Following on Tom's generous invitation to write a post for the AIMS partner blog, I am finally getting around to doing so. Tom and I have been holding monthly discussions about our respective projects since sometime last summer, and have talked in great length about the commonalities between what my group (the Scientific Data Consulting Group) is dealing with in regards to research data management versus what the AIMS group is dealing with in terms of born-digital archive material.
We have found that there are many areas of similarity, and that we face many of the same challenges, although we approach the problem quite differently and of course have entirely different terminology given our relative perspectives.
To get started, I have a pretty good understanding of the born-digital problem set, but have not been keeping detailed notes on the workflows and solutions that the AIMS group has identified as best practices throughout the life of this project. My intention for this post is to share the issues that we are dealing with in research data management and try to make some suggestions around areas where there may be overlap and opportunities for great information sharing and collaboration.
Starting this past January 18, 2011, the National Science Foundation (NSF) put into effect a new implementation of their pre-existing data management planning requirement. This revision now requires that researchers submit a 2 page data management plan (DMP) that specifies the steps they will take to share the data that underlies their published results. This DMP will undergo formal peer-review, require reporting in interim/final reports, and all future proposals. In effect, what one says must then be done, or else one runs the risk of losing future funding opportunities or worse, losing all funding for the institution from that particular agency. Although this requirement is focused on data sharing, it isn't possible for such an initiative to succeed without first addressing a mass of other data management issues, ranging from technical, to policy, to cultural. As we often point out these days, it is far easier to improve the process of data management up-front, in the operational process phase, than it is to begin thinking about how to share the data at the end of the project. I would expect that those attacking the born-digital archive problem can fully relate.
Here in the Scientific Data Consulting (SciDaC) Group in the UVA Library, we have been collecting and developing our local set of data management best practices for some time and have served as advisors to researchers in both the research data management and DMP development areas (they are of course interrelated, but sometimes have different levels of urgency). In doing so, we have developed what we call a "data interview/assessment" (based in large part upon the visionary work of others, Purdue's Data Curation Profile and work from the UK's Digital Curation Centre, to name a few), which is a series of questions that address many different areas of data management, including context, technical specifications (formats, file types, sizes, software, etc.), policies, opinions, and needs. We meet with researchers to have a conversation, educate them on emerging trends and regulations in data sharing, and listen to their concerns and challenges. In the end, we try to make recommendations on how they can improve their data management processes, and then we offer to connect them with people who can help with the specific details (if it isn't us). For the DMPs, we have a series of templates that are specifically configured for the respective program requirements. Again in this case, we do some education, then offer some feedback and advising on what qualifies as good data management decisions for a particular community. Behind all of these efforts, we know we don't know all the answers, but we do know most of the questions to ask and who we need to pull together to figure out the solutions. That's our basic operating principle.

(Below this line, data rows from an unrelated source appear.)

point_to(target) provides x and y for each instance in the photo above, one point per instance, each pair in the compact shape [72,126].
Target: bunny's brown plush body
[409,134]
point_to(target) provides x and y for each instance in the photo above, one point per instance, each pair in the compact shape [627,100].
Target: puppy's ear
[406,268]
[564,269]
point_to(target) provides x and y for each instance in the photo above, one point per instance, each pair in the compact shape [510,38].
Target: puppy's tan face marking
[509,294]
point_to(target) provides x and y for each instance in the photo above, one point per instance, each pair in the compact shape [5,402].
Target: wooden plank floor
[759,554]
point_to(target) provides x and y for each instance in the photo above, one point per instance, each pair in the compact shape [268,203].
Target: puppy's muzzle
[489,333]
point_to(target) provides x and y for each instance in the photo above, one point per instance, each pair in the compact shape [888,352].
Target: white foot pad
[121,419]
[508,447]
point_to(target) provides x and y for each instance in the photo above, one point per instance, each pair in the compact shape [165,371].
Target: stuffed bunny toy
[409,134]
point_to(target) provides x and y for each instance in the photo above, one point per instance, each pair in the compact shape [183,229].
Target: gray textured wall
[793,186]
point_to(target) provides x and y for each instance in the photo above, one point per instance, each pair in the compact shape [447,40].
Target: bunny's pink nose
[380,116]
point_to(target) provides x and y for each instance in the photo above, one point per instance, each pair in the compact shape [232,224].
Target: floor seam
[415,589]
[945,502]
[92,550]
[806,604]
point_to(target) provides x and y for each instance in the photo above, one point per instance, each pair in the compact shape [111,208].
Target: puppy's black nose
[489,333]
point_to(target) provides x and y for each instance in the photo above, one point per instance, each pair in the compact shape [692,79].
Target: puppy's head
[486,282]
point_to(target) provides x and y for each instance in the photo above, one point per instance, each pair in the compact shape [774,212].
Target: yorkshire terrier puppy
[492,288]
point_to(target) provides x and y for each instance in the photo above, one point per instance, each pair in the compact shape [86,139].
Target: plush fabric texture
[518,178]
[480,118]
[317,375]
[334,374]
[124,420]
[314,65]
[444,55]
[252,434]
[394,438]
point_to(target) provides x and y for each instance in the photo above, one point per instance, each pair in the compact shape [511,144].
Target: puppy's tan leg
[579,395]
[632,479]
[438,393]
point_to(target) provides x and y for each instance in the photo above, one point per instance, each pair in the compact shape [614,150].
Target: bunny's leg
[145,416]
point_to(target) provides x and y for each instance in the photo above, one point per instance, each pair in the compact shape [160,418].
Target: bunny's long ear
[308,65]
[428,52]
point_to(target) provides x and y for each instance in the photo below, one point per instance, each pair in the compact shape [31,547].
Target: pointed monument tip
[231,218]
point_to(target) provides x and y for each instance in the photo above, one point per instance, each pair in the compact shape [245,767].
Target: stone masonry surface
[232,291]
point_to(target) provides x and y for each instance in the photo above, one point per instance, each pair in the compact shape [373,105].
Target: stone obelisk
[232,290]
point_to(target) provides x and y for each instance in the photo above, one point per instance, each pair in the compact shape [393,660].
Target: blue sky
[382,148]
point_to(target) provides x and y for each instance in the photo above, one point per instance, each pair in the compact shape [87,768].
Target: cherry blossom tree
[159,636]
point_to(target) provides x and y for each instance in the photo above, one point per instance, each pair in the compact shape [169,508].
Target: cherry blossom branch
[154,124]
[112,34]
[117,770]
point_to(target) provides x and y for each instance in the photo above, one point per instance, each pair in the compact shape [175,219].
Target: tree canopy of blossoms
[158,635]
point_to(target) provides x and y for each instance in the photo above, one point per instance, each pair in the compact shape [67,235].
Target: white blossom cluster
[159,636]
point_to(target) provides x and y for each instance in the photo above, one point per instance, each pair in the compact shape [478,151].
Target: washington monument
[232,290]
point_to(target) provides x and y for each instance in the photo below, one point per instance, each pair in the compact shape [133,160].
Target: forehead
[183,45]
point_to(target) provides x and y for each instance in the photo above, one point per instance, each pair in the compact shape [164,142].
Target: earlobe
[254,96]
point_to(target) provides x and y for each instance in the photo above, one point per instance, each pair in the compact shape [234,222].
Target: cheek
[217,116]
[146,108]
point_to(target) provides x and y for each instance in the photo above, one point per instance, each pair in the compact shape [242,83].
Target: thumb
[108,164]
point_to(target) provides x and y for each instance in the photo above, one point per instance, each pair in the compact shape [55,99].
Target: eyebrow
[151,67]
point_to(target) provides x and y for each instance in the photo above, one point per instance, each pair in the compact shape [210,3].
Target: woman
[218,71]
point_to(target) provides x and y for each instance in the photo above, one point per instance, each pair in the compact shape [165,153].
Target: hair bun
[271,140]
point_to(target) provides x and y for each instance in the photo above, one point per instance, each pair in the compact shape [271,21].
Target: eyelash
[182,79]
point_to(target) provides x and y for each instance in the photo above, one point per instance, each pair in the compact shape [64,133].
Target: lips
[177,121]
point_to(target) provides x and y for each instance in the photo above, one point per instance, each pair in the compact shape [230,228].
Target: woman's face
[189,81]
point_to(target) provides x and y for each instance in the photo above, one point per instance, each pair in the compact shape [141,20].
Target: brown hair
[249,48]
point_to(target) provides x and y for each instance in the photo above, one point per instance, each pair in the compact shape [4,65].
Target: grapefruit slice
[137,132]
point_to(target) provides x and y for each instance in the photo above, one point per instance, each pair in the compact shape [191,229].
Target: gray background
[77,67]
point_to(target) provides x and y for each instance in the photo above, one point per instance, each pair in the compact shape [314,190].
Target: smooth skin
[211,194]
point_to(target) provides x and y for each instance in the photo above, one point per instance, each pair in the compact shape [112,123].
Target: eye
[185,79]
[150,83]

So, sound a bit familiar? Based on conversations with Tom, and reading some of the posts in the AIMS blog myself, it sounds like we are up against some very similar challenges in regards to the front-end of the issue, around education, conducting inventories and assessments, and figuring out how to manage processes before it comes down to managing the information itself and providing access to it for others. Appraisal and selection is incredibly important to us, but is usually driven more by the type of data. As an example, reproducible data generated by a big machine might not be important to keep, but the instructions and context in which it is generated would be invaluable. On the other hand, data from natural observations (ie. like climate data) would be critical to save. These considerations are not always apparent to the researcher, as they often think within the context of their work, rather than others. I would expect that the back-end is even more similar, as we are all ultimately dealing with bits and bytes, formats, standards, and figuring out how to decide what to keep and how to do it.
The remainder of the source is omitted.